With little in the way of exposure tools and a slow lens, this shot was a gamble that almost paid off. Considering the specs, it actually came out better than expected.
One of the few examples I've seen in my years of photography where my haste may have led to a telling confirmation. Quickly snapping a photo from roadside of the flowers a few feet away, I missed that the camera lens was a bit obscured by the blurry weeds in the near view. Comparing the film and screen versions, I note that this obstruction is in different places in the frame, thus validating that the screen version is recorded through the viewfinder.
For a second time, the LCD's rendition seems a bit fuzzy compared to the film version.
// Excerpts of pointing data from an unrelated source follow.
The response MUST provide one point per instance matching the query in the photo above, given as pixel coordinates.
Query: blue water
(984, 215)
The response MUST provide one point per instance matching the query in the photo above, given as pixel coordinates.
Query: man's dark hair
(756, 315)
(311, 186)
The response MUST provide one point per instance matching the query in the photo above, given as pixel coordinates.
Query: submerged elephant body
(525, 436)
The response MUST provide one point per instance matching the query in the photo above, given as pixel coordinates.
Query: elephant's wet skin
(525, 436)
Also interesting is how the highlights tend to wash out on the LCD but look natural on film.
A third and final confirmation of some discrepancy between focus on film and "digital" versions. On the LCD, the leaves near top right appear to be in focus, while the film version fortunately has the near flowers in proper focus, and those same leaves are indistinct.
My only bit of playing with the flash was this shot. Interestingly, the red laser image that was the fixation of the two cats, while barely discernible on the film scan appears to vanish on the LCD version.
Sunny landscapes appear quite similar between versions. Note how the APS frame includes more image area than that of the LCD preview.
Shadow details, while often limited in the film rendition are often mired in darkness on the screen version. The film certainly shows a better dynamic range.
Grain on the APS film was most evident in shots with large expanses of fairly even color, leaving a rather ruddy appearance.
Once you learn to trust the focus confirmation light that your closely focused subject is good, you become less concerned with the sometimes fuzzy rendering of the LCD.
The last shot, which I was no able to to compare to the screen. Generally a very good result on the small negative.
Or perhaps one day, a famous young celebrity will discover this camera and appear on video promoting how much they love taking film photos on it, causing its value to skyrocket and leading to surge in demand, and causing the APS film lines to fire back up to accommodate the surge in demand.
Regardless, the years that have followed since the introduction of the Advantix Preview have occasionally seen a host of ideas, some sincere, others more prank-like in nature that manage to marry digital and film into a single consumer market platform through the use of special inserts or backs to allow use of either medium. And while these concepts have largely quelled in recent years, to date, the Kodak Advantix Preview has been the closest concept to simultaneously yielding a film and digital type image from the same photograph in a consumer based camera.
It is certainly an interesting PREVIEW into what could have been.